Deutsche Sachbücher können durchaus auf dem US-Markt bestehen, sie dürfen aber "nicht zu deutsch" sein. Zu den beliebtesten Non-Fiction-Kategorien in den USA zählen Bücher von Prominenten (und über sie) sowie politische Bücher, berichtet das Börsenblatt in seinem "Thema der Woche". Nicht nur bei belletristischen Titeln, auch im Sachbuch, sei es sehr wichtig, dass das Buch eine klar erkennbare Story, ausgeprägte Charaktere und einen deutlichen Titel habe, erklärt eine amerikanische Lektorin. Eine Literaturagentin sagt, dass deutsche Biografien, Memoiren und Reisebücher dem amerikanischen Sachbuch-Stil heute viel näher kämen als früher. Beispiele: Wolfgang Büschers "Berlin - Moskau" (Rowohlt) und Peter Richters "Blühende Landschaften" (Goldmann).

Am 17. August, fünf Tage nach dem 50. Todestag von Thomas Mann, geht das mit Schiller wieder aktivierte "Literarische Quartett" - Reich-Ranicki, Karasek, Radisch und Gast Robert Gernhardt - in Travemünde (bei Lübeck) auf Sendung. Chef-Kritiker Marcel Reich-Ranicki deutete schon an, dass weitere Specials folgen könnten. In der FAZ wies er auf die anstehenden "runden Todestage" von Heinrich Heine und Bertolt Brecht hin, die ihn und doch wohl auch einige andere sehr interessierten.

Fürs nächste Frühjahr hat sich Die Zeit ein weiteres Buchprojekt ausgedacht: eine Vorlese-Bibliothek für Kinder von fünf bis zehn Jahren. "Dafür hat Zeit-Redakteurin Susanne Gaschke 'besondere Schätze der Kinderliteratur' ausgewählt, die in Deutschland vergessen oder nicht mehr erhältlich sind", schreibt das Börsenblatt. Der Reinerlös aller aus der Edition verkauften Bücher fließe an die Stiftung Lesen.

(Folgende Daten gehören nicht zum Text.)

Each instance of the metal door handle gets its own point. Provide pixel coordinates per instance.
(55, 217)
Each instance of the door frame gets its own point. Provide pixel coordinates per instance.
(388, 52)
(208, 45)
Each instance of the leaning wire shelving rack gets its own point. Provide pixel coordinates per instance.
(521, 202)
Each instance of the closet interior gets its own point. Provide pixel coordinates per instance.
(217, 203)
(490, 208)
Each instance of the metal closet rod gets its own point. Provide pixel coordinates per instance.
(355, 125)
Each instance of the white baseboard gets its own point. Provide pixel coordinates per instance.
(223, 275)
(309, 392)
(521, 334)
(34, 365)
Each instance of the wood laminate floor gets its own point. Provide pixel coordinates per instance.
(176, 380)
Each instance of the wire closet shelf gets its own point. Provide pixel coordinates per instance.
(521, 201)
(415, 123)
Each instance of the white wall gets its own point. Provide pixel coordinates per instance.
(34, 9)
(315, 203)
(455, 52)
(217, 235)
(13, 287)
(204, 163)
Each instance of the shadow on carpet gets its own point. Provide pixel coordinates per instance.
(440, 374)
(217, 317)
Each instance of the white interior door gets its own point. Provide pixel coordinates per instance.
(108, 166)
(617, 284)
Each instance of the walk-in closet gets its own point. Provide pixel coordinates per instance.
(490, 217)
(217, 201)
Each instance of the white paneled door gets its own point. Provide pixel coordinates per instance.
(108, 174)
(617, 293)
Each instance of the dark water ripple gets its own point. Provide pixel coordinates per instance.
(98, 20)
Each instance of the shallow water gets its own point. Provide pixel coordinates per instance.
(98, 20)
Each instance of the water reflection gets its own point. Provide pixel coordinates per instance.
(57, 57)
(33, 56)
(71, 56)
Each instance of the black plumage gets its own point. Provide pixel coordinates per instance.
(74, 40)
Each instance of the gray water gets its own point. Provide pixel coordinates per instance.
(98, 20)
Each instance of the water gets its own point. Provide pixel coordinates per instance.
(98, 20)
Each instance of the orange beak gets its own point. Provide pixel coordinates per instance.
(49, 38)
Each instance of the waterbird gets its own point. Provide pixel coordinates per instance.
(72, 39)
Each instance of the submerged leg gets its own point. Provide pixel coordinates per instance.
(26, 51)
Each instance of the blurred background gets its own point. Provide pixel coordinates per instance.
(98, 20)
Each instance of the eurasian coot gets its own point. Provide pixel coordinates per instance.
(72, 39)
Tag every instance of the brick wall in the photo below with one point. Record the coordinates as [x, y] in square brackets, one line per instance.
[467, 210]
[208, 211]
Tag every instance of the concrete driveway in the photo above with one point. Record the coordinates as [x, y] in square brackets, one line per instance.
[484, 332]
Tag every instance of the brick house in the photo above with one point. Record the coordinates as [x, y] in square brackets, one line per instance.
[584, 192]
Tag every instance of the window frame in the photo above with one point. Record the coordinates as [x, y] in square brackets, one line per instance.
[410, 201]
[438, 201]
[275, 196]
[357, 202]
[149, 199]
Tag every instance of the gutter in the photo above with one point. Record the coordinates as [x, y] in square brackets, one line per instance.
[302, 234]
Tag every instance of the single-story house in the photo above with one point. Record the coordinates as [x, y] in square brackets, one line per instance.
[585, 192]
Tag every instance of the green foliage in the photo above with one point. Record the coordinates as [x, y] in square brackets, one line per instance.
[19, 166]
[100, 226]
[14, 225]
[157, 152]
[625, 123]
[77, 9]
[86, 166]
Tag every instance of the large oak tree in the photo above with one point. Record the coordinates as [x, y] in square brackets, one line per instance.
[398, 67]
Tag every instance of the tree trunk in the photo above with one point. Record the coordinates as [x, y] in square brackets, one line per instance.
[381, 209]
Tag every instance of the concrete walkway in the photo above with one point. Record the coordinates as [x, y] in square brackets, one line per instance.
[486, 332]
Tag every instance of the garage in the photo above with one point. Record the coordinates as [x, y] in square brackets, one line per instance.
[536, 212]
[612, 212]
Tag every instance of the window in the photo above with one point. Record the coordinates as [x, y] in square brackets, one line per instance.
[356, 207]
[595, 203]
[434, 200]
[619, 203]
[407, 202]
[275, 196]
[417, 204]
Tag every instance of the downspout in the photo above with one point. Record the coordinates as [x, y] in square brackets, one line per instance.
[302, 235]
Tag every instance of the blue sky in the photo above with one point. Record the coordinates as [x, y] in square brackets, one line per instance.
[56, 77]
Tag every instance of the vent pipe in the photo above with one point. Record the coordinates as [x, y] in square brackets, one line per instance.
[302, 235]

Die gesprochene Sprache soll künftig wieder stärker als Richtschnur für die geschriebene Sprache gelten. Das hat der Rat für deutsche Rechtschreibung bei seiner letzten Sitzung festgelegt. "Abschließend behandelt worden sind darin Fragen zur Zusammen- und Getrenntschreibung", weiß das Börsenblatt. In vielen Fällen, etwa bei Partizipien wie "angsterfüllt", habe der Rat zugunsten der Zusammenschreibung entschieden. Erst nach zwei weiteren Sitzungen im Herbst soll sich die Kultusministerkonferenz mit den Änderungsempfehlungen befassen.

Die Schulbuchverlage ärgern sich über den CDU-Wahlsieg in NRW. Da Schulbücher nicht "über Nacht" entstünden, hätten die Verlage die Unterrichtsmaterialien für das von Rot-Grün geplante Fach "Naturwissenschaft" längst vorbereitet, so das Börsenblatt. Nun will die neue CDU-Ministerin, Barbara Sommer, das Fach stoppen. Gelänge ihr dies, müssten Klett & Co. einen Schaden von sechs Millionen Euro für sich verbuchen.

Personalien: Frank Sambeth stieg am 1. Juli in die Geschäftsleitung der Verlagsgruppe Random House auf.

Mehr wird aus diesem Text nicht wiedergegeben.